Metadata-Version: 2.1
Name: classla
Version: 0.0.3
Summary: Adapted Stanford NLP Python Library with improvements for specific languages.
Home-page: https://github.com/clarinsi/classla-stanfordnlp.git
Author: CLARIN.SI
Author-email: info@clarin.si
License: Apache License 2.0
Keywords: natural-language-processing nlp natural-language-understanding stanford-nlp clarinsi
Platform: UNKNOWN
Classifier: Development Status :: 3 - Alpha
Classifier: Intended Audience :: Developers
Classifier: Topic :: Scientific/Engineering :: Artificial Intelligence
Classifier: Programming Language :: Python :: 3.6
Classifier: Programming Language :: Python :: 3.7
Description-Content-Type: text/markdown
Requires-Dist: numpy
Requires-Dist: protobuf
Requires-Dist: requests
Requires-Dist: torch (>1.3.0)
Requires-Dist: tqdm
Provides-Extra: dev
Requires-Dist: check-manifest ; extra == 'dev'
Provides-Extra: test
Requires-Dist: coverage ; extra == 'test'

# A [CLASSLA](http://www.clarin.si/info/k-centre/) Fork of [Stanza](https://github.com/stanfordnlp/stanza) For Processing South Slavic Languages 
## Installation
### pip
We recommend that you install Classla via pip, the Python package manager.
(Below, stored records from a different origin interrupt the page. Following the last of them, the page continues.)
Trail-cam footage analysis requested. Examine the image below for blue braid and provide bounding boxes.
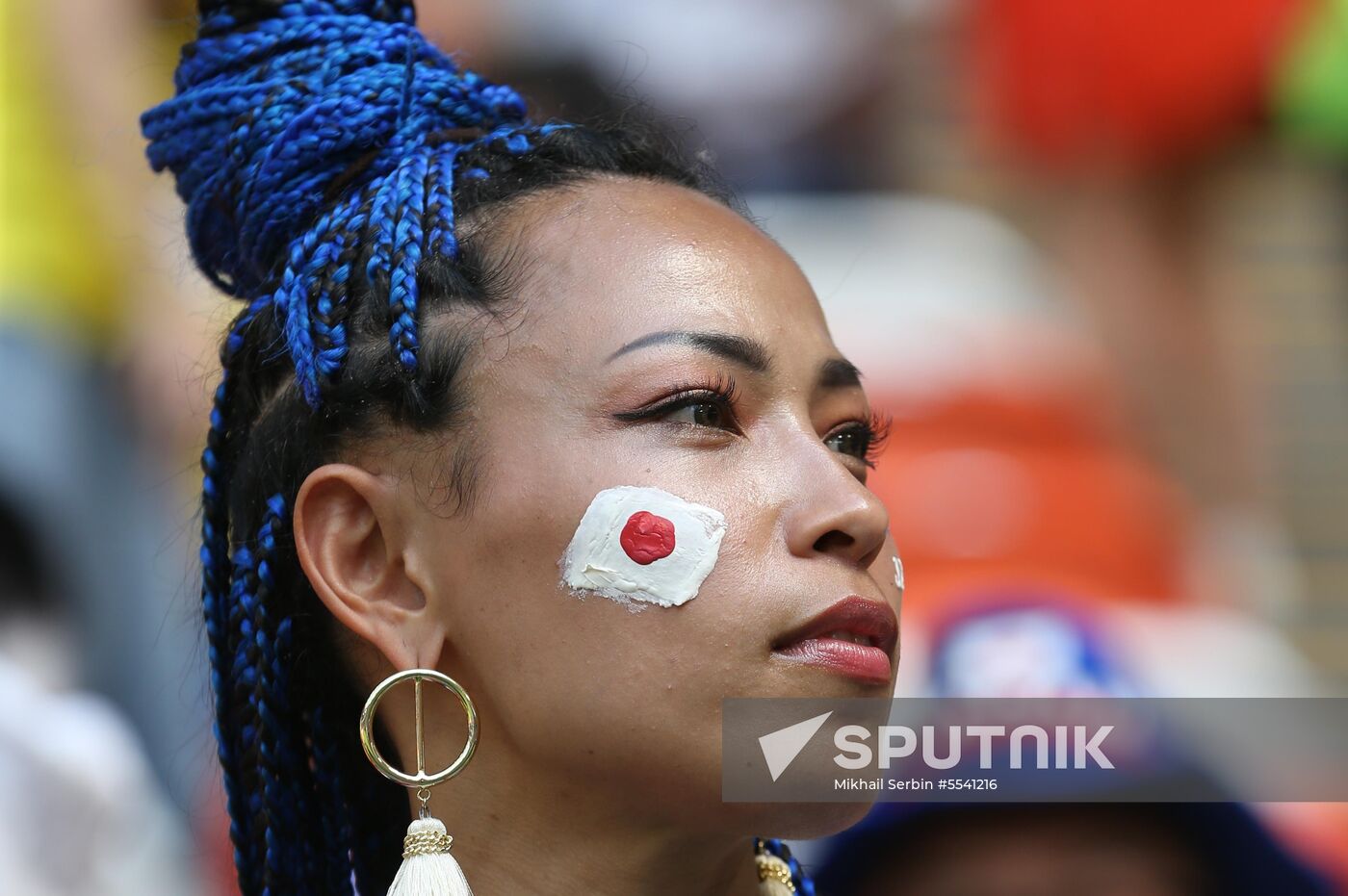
[309,706,358,896]
[142,0,770,896]
[201,297,270,889]
[388,147,430,371]
[142,0,540,407]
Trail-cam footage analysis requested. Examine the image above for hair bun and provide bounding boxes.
[142,0,526,296]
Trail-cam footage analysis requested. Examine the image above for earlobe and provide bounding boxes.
[294,464,444,668]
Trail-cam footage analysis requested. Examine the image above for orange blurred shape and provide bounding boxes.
[971,0,1307,167]
[869,385,1190,616]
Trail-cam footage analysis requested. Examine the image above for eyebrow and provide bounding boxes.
[604,330,862,390]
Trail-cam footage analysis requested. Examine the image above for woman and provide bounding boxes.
[143,0,899,896]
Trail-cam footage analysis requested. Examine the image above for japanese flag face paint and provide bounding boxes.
[558,485,725,606]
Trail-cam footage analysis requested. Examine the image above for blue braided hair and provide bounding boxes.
[142,0,739,896]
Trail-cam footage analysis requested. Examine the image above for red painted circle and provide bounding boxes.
[619,511,674,566]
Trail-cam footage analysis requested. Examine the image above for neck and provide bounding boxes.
[410,745,758,896]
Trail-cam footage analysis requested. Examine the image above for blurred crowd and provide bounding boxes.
[8,0,1348,896]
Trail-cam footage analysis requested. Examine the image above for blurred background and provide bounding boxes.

To install, run:
```bash
pip install classla
```
This will also help to resolve all dependencies.

## Running Classla
### Getting started
To run your first Classla pipeline, follow these steps:
```python
>>> import classla
>>> classla.download('sl')                            # to download models in Slovene
>>> nlp = classla.Pipeline('sl')                      # to initialize default Slovene pipeline
>>> doc = nlp("France Prešeren je rojen v Vrbi.")     # to run pipeline
>>> print(doc.conll_file.conll_as_string())           # to print output in conllu format
# newpar id = 1
# sent_id = 1.1
# text = France Prešeren je rojen v Vrbi.
1	France	France	PROPN	Npmsn	Case=Nom|Gender=Masc|Number=Sing	4	nsubj	_	NER=B-per
2	Prešeren	Prešeren	PROPN	Npmsn	Case=Nom|Gender=Masc|Number=Sing	1	flat_name	_	NER=I-per
3	je	biti	AUX	Va-r3s-n	Mood=Ind|Number=Sing|Person=3|Polarity=Pos|Tense=Pres|VerbForm=Fin	4	cop	_	NER=O
4	rojen	rojen	ADJ	Appmsnn	Case=Nom|Definite=Ind|Degree=Pos|Gender=Masc|Number=Sing|VerbForm=Part	0	root	_	NER=O
5	v	v	ADP	Sl	Case=Loc	6	case	_	NER=O
6	Vrbi	Vrba	PROPN	Npfsl	Case=Loc|Gender=Fem|Number=Sing	4	obl	_	NER=B-loc|SpaceAfter=No
7	.	.	PUNCT	Z	_	4	punct	_	NER=O
```

You can also look into ```pipeline_demo.py``` file for usage examples.

## Processors

Classla pipeline is built from multiple units. These units are called processors. By default classla runs tokenize, ner, pos, lemma and depparse processors.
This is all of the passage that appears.